TinyLoRA – Learning to Reason in 13 Parameters

(arxiv.org)

131 points | by sorenjan 4 days ago

6 comments

  • matt123456789 1 hour ago
    Such low dimensionality of the LoRA vector must surely result in a close-to-linear modification to the KV calculation. This seems to me to imply that what we call "reasoning" is latent within the model. Pretty clear I didn't read the paper, I'm sure the authors address this.
    • a-t-c-g 1 hour ago
      Yes - some degree of reasoning appears to be latent in the structure of language itself. But models trained explicitly on reasoning-focused data still perform better than models trained only on general corpora.*

      *At least up to 300B parameters, based on the models we’ve tested.

  • a-t-c-g 3 hours ago
    The quality of custom models trained with proper reasoning datasets[0] even with small parameters (3-7B is sweet spot) is incredible now

    [0]: cartesien.io or Salesforce's WebscaleRL

    • objektif 2 hours ago
      What are you basing how good they are on? Personal experience or some benchmarks?
      • a-t-c-g 1 hour ago
        Benchmarks, we have internal ones testing reasoning fine-tuned v/s frontier + prompts

        For some use cases it can be parity performance at 1/20th the cost up to exceeds at 1/10th the cost. Trade-off is ofc narrow applicability

  • measurablefunc 4 hours ago
    With four parameters I can fit an elephant, and with five I can make him wiggle his trunk so there is still room for improvement.
    • esafak 4 hours ago
      Except learning to reason is a far cry from curve fitting. Our brains have more than five parameters.
      • sdenton4 1 hour ago
        It's the statistics equivalent of 'no one needs more than 640kb of RAM'
      • voxelghost 3 hours ago
        After a quick content browse, my understanding is this is more like with a very compressed diff vector, applied to a multi billion parameter model, the models could be 'retrained' to reason (score) better on a specific topic , e.g. math was used in the paper
      • ekuck 3 hours ago
        speak for yourself!
      • est 3 hours ago
        reasoning capability might just be some specific combinations of mirror neurons.

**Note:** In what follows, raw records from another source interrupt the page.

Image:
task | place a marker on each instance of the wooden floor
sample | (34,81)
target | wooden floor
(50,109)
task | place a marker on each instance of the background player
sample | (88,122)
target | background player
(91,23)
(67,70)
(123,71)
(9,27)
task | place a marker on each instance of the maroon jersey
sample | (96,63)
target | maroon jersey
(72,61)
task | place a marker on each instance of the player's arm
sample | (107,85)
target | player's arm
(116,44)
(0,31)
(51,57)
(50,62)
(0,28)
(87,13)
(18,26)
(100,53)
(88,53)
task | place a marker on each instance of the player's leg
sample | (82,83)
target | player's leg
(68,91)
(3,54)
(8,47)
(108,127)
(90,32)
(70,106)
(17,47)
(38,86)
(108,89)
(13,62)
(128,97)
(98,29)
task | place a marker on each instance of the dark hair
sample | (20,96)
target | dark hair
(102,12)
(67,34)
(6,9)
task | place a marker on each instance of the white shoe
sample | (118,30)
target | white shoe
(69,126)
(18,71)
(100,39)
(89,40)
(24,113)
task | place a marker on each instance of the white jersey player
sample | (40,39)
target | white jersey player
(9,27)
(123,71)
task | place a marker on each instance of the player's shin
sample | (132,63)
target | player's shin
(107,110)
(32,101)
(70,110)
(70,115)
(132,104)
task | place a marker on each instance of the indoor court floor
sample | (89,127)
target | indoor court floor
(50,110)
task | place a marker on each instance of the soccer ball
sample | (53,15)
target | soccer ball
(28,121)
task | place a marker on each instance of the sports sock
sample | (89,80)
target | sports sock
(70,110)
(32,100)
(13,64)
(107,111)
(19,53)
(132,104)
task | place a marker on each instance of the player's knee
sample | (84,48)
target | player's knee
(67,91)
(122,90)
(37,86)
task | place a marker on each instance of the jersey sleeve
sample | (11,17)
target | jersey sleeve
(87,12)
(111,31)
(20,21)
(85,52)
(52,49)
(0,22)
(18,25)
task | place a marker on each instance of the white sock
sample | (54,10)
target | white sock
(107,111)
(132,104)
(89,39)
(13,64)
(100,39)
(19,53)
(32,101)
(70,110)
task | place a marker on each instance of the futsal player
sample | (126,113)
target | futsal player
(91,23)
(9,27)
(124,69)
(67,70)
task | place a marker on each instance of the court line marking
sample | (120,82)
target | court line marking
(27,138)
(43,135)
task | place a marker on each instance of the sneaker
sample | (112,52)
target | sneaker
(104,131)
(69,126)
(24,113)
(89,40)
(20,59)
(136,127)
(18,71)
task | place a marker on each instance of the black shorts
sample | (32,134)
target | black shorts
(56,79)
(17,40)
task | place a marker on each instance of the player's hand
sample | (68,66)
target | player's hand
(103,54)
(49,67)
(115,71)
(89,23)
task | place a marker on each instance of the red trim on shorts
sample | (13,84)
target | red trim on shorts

        even some advanced math usually evolves applying patterns found elsewhere into new topics

      • measurablefunc 3 hours ago
        I agree, I don't think gradient descent is going to work in the long run for the kind of luxurious & automated communist utopia the technocrats are promising everyone.
  • Sim-In-Silico 2 hours ago
    [dead]
  • ValveFan6969 30 minutes ago
    [dead]
  • ValveFan6969 3 hours ago
    [dead]